Maisie was getting dressed. It was Rosh Hashanah, when the Book of Life was open, and at this time of year she always wondered what was being written for her. She never actually prayed, but she did sort of hope, in a solemn kind of way, that something good was going on her page of the Book.

April had gone to make tea in the communal kitchen, but now she came back, bursting into the room with a newspaper in her hand. "It's you, Maisie, it's you!" she said.

"What?"

"In the Lloyd's Weekly News. Listen to this. 'Miss Maisie Robinson, formerly Miriam Rabinowicz. If Miss Robinson will contact Messrs. Goldman and Jay, Solicitors, at Gray's Inn, she will learn something to her advantage.' It must be you!"

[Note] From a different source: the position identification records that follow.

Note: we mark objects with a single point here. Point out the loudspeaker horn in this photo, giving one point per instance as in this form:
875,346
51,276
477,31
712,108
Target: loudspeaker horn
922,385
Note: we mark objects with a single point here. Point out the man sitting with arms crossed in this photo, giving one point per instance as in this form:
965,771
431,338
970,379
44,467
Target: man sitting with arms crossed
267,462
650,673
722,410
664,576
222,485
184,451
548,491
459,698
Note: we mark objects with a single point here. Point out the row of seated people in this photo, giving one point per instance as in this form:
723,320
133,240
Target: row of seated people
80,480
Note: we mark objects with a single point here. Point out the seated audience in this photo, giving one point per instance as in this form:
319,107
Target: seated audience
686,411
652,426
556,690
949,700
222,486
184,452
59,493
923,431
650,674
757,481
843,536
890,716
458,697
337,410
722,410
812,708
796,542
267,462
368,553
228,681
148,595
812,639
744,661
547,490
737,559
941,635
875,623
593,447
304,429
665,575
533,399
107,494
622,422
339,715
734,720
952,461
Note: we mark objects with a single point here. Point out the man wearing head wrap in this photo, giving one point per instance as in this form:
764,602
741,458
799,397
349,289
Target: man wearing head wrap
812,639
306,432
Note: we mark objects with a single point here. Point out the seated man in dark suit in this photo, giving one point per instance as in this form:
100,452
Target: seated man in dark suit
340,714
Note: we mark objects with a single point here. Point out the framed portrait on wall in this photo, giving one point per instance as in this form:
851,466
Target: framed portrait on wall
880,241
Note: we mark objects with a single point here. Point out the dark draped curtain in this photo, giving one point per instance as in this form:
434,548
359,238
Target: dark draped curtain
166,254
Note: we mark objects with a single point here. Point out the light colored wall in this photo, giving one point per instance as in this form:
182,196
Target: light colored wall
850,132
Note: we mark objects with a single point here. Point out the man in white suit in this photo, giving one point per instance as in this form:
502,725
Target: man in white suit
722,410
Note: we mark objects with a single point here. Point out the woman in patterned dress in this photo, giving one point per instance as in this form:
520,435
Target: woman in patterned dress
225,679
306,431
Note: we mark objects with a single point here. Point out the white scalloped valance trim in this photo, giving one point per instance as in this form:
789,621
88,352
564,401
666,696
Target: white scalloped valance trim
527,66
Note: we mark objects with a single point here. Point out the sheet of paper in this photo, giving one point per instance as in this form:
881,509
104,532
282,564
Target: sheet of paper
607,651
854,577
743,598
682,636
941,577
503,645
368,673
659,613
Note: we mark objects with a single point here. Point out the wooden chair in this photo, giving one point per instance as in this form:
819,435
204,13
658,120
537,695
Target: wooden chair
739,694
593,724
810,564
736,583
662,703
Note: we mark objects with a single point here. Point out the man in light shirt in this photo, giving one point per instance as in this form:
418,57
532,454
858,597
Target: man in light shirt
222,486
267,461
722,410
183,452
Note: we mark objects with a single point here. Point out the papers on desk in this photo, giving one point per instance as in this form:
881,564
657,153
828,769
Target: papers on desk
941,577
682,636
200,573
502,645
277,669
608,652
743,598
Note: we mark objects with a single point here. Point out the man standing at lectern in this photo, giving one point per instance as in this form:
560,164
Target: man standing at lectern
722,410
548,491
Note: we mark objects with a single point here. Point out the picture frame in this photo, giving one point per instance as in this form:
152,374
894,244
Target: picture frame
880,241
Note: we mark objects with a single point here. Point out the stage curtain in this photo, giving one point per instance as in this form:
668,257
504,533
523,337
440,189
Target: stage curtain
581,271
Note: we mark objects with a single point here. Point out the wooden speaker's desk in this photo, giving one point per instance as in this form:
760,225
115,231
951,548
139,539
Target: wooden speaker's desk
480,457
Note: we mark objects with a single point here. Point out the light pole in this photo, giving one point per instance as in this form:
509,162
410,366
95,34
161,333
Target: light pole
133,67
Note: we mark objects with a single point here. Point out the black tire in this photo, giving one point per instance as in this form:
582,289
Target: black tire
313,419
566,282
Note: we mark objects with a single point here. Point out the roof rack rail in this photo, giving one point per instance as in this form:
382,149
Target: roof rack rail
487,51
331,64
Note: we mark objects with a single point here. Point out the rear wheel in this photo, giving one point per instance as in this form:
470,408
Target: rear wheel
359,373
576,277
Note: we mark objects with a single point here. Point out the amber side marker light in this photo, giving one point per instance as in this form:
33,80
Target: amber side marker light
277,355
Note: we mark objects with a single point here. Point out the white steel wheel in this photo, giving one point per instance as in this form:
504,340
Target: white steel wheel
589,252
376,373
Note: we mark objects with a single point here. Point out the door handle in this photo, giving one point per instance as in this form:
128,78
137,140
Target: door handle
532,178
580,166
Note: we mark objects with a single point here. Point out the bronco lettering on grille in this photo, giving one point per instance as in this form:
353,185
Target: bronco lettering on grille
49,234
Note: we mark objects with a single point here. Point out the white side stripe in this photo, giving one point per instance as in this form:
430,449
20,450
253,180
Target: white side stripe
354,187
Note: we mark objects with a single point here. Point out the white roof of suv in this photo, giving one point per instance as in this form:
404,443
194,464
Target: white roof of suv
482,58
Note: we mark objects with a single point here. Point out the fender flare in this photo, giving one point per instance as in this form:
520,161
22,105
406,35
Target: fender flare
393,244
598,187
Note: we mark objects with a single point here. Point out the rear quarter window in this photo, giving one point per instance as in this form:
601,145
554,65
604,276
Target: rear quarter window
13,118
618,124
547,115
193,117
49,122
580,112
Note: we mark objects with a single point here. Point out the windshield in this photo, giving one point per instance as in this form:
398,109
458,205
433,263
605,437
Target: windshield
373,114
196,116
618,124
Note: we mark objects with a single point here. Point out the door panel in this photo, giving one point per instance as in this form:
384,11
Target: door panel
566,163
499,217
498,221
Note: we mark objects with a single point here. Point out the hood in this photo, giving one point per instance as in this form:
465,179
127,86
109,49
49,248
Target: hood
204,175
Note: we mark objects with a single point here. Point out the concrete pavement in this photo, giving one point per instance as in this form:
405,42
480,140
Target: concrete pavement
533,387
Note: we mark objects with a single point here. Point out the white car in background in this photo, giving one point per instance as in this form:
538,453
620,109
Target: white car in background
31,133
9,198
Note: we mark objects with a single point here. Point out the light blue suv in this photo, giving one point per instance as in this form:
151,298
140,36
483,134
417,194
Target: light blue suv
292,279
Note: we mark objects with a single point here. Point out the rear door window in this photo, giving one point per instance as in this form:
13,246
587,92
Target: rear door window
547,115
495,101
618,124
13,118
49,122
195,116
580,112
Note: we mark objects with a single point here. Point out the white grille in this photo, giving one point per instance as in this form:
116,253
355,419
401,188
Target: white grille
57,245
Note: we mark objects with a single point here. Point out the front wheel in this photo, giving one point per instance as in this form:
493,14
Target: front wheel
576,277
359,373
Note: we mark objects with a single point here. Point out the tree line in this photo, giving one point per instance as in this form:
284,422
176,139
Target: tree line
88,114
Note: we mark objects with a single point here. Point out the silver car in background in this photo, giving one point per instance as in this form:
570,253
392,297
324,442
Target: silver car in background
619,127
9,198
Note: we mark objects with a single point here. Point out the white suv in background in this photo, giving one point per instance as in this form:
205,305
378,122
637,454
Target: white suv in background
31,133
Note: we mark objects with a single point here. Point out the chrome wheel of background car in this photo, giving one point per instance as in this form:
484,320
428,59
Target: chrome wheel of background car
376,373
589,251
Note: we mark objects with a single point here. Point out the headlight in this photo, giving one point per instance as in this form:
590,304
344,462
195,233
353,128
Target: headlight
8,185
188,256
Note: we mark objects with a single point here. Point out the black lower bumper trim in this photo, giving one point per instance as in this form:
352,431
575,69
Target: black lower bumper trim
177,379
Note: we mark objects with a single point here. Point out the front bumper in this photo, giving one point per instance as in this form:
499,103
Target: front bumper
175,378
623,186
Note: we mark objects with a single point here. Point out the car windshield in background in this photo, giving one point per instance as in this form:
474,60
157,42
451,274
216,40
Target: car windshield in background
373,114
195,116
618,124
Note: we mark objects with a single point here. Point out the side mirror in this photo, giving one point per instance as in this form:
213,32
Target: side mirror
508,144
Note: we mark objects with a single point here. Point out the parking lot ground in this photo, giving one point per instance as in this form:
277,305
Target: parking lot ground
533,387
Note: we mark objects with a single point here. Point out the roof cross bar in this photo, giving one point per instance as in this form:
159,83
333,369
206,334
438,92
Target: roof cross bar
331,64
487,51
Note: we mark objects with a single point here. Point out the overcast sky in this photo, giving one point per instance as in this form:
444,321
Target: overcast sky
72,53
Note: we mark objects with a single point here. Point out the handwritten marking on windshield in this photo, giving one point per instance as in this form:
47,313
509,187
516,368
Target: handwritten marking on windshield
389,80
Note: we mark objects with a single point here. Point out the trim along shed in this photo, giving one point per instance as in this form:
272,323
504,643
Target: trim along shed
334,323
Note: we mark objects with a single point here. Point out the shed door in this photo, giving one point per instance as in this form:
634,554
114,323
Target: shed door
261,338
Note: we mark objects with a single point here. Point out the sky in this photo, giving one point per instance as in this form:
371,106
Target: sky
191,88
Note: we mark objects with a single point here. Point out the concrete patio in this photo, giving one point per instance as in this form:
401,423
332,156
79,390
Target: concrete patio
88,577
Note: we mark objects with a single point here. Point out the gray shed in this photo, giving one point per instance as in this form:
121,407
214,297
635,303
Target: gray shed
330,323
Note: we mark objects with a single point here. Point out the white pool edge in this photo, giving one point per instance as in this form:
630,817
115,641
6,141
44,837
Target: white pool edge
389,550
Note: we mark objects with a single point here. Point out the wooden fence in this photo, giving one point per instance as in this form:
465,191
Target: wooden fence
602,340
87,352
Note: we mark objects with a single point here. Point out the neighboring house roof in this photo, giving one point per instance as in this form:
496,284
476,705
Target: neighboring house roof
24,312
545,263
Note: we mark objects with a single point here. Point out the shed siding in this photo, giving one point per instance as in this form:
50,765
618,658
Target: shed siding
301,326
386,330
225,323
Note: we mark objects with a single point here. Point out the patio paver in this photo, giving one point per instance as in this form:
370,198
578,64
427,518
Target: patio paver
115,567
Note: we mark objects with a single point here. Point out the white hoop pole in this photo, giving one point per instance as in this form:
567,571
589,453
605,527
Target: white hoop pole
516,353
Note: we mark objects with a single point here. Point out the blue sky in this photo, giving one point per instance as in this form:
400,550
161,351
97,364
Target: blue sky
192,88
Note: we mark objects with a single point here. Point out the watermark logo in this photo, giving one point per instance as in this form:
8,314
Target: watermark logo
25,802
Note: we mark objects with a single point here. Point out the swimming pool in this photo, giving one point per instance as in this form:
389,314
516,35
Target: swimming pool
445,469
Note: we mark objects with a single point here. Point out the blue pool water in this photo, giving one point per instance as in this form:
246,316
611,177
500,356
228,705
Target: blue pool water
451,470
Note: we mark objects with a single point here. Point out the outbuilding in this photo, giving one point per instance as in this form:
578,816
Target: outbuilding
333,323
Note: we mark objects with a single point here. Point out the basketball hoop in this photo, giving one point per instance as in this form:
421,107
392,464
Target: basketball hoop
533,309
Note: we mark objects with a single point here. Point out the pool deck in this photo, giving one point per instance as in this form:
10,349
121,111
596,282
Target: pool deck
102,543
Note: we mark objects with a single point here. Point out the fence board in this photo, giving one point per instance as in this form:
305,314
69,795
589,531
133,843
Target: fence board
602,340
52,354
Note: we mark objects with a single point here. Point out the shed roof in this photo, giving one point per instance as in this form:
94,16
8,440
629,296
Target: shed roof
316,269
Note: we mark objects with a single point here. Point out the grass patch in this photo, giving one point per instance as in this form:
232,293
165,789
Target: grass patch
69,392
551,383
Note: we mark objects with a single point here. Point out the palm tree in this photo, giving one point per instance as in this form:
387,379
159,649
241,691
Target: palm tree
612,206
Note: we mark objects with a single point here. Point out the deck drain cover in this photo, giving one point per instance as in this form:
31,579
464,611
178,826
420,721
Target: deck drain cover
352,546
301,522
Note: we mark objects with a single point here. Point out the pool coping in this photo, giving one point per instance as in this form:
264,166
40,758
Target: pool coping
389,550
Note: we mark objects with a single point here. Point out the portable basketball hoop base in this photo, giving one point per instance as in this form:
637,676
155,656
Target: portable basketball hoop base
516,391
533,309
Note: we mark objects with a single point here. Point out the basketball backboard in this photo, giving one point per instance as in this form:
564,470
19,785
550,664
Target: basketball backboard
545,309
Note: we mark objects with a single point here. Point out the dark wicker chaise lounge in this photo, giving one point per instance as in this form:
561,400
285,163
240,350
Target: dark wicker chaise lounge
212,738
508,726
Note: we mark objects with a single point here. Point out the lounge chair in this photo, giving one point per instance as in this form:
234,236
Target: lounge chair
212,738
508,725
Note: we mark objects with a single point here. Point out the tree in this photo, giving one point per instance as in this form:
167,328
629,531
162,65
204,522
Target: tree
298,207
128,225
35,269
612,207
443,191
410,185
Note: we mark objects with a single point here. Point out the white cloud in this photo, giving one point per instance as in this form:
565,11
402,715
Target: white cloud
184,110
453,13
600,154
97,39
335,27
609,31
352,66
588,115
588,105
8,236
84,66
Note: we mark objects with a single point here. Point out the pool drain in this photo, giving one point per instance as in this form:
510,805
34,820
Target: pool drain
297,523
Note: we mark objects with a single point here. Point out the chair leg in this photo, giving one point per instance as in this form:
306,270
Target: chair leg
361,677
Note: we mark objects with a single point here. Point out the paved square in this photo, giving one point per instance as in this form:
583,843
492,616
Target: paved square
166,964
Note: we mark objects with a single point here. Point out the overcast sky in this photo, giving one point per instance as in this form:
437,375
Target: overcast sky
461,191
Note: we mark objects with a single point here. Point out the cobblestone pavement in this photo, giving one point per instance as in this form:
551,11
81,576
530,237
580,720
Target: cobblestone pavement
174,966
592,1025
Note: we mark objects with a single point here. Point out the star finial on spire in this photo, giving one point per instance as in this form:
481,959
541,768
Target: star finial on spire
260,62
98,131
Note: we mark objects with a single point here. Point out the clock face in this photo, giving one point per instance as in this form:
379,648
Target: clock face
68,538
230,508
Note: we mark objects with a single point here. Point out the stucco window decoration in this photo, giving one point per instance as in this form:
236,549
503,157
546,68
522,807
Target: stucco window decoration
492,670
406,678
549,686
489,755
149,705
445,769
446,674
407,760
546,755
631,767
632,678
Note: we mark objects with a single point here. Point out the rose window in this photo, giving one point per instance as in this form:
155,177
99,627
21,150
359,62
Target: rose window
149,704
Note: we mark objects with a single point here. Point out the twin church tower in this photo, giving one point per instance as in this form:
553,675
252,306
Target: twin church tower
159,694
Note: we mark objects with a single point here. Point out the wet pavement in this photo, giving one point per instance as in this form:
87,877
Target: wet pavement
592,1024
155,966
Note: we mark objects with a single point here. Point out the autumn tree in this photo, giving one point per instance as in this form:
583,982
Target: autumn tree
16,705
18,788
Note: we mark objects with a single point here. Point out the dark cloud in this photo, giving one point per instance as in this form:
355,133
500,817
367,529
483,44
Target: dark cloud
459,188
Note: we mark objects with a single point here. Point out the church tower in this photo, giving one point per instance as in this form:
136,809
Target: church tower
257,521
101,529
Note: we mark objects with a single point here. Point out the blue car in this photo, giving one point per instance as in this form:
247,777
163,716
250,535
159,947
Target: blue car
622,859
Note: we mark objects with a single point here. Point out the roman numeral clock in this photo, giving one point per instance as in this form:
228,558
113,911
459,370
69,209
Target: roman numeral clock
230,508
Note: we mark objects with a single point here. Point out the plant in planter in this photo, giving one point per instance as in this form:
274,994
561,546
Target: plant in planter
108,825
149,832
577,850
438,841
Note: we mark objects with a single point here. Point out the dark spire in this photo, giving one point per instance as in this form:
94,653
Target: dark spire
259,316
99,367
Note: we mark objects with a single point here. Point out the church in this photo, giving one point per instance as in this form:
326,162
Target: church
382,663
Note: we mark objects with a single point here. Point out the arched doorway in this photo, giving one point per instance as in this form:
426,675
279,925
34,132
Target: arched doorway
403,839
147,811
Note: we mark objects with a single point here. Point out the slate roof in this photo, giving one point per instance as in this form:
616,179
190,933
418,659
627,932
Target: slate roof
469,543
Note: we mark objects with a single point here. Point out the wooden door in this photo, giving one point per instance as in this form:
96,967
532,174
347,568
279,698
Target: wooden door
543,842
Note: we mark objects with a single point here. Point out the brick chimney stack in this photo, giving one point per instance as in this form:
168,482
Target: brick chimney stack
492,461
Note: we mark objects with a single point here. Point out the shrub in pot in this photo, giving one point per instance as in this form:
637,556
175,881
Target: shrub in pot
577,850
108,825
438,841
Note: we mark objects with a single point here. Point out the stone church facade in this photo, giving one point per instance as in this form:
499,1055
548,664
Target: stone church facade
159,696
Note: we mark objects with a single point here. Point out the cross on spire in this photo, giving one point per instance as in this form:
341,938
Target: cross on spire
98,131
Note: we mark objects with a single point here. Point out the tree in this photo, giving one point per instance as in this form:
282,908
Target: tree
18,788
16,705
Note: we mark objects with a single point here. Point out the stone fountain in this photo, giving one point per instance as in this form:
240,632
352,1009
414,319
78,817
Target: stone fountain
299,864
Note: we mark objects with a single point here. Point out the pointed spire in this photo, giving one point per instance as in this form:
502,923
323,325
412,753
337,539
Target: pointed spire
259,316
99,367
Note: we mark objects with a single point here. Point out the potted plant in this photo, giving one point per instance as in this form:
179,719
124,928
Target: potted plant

Maisie's heart beat faster, but she made her expression stern and her voice cold. "It's Hugh," she said. "I'll not go."

April looked disappointed. "You might have inherited money from a long-lost relation."

"I might be the Queen of Mongolia, but I'll not walk all the way to Gray's Inn on the off-chance." She was managing to sound flippant, but her heart ached. She thought about Hugh every day and every night, and she was miserable. She hardly knew him, but it was impossible to forget him.

Nevertheless she was determined to try. She knew he had been searching for her. He had been at the Argyll Rooms every night, he had badgered Sammles the stable owner, and he had inquired for her at half the cheap lodging houses in London. Then the inquiries had ceased, and Maisie assumed he had given up. Now it seemed he had merely changed his tactics, and was trying to reach her with newspaper advertisements. It was very hard to continue to avoid him when he was searching so persistently for her and she wanted so badly to see him again. But she had made her decision. She loved him too much to ruin him.

She put her arms into her corset. "Help me with my stays," she said to April.